Le maire de Cannes invoque également le précédent de 2016. Plus de quatre millions d’électeurs avaient alors participé au premier tour de la primaire de la droite et du centre, finalement remportée par François Fillon. David Lisnard estime qu’un processus comparable permettrait aujourd’hui de conférer au vainqueur « autorité » et « légitimité populaire », davantage qu’un arrangement entre appareils politiques.

David Lisnard veut une primaire plus large que Les Républicains

Le périmètre proposé dépasse largement Les Républicains. David Lisnard souhaite ouvrir le scrutin à tous ceux qui se reconnaissent dans « les principes de liberté, de responsabilité individuelle et d’indépendance nationale ». Il ne demande pas aux perdants de reprendre le programme du vainqueur, mais souhaite qu’ils s’engagent au minimum à respecter le résultat et à ne pas combattre ensuite la candidature désignée.

Cette position prolonge son départ de LR au printemps. David Lisnard avait quitté le parti après avoir dénoncé les modalités choisies pour désigner son candidat à l’Élysée. Les adhérents ont finalement investi Bruno Retailleau avec plus de 73 % des suffrages en avril, mais cette désignation n’a pas résolu la question d’un candidat commun avec le centre.

Bruno Retailleau a d’ailleurs longtemps refusé l’idée d’un processus incluant Renaissance et Gabriel Attal, considérant qu’ils n’appartenaient pas au même espace politique.
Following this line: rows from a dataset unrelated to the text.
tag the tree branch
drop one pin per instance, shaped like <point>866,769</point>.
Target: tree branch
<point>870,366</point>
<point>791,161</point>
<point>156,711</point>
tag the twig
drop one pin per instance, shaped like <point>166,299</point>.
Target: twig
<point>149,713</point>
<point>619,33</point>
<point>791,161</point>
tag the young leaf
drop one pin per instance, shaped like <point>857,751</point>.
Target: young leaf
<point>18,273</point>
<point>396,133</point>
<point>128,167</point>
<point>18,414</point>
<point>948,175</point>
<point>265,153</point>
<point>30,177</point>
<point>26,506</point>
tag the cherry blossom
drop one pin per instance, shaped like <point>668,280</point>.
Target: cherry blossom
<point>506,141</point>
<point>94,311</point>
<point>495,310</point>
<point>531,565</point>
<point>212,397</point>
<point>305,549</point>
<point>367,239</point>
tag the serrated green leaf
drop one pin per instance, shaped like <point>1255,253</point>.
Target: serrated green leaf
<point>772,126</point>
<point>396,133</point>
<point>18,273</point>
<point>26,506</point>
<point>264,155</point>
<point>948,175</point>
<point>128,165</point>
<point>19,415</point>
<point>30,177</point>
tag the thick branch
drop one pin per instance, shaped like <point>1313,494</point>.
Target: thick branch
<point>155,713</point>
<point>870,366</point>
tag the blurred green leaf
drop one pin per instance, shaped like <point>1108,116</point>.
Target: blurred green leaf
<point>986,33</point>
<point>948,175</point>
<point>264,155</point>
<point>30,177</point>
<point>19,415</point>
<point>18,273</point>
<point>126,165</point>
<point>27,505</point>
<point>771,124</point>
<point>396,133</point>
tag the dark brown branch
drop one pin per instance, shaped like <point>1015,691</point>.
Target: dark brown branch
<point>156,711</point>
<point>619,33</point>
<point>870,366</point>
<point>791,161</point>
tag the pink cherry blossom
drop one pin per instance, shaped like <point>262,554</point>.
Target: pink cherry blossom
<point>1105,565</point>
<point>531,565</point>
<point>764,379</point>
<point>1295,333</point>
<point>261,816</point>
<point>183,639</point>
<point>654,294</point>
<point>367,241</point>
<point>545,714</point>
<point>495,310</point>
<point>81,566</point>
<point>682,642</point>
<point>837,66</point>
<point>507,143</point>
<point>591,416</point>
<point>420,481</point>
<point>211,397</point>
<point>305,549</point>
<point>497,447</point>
À l’inverse, plusieurs responsables, dont Gérard Larcher, ont plaidé pour un mécanisme permettant d’éviter l’éparpillement des candidatures.

Une primaire que les principaux candidats ne veulent pas

La principale faiblesse de la proposition reste donc politique : les favoris n’en veulent pas. Édouard Philippe construit depuis plusieurs mois sa propre stratégie de rassemblement et vient encore de recevoir le soutien de Gérald Darmanin. Le garde des Sceaux a annoncé qu’il renonçait à se présenter et appelait les autres prétendants à faire de même, jugeant Édouard Philippe « le mieux placé ».

Gabriel Attal poursuit de son côté sa propre campagne, tandis que Bruno Retailleau dispose désormais d’une investiture formelle de LR. David Lisnard transforme donc la primaire en instrument de campagne autant qu’en proposition d’organisation. « Ceux qui veulent s’y soustraire doivent expliquer ce qu’ils craignent », lance t il à ses concurrents. Il promet pour sa part d’y participer et d’« en respecter le verdict ».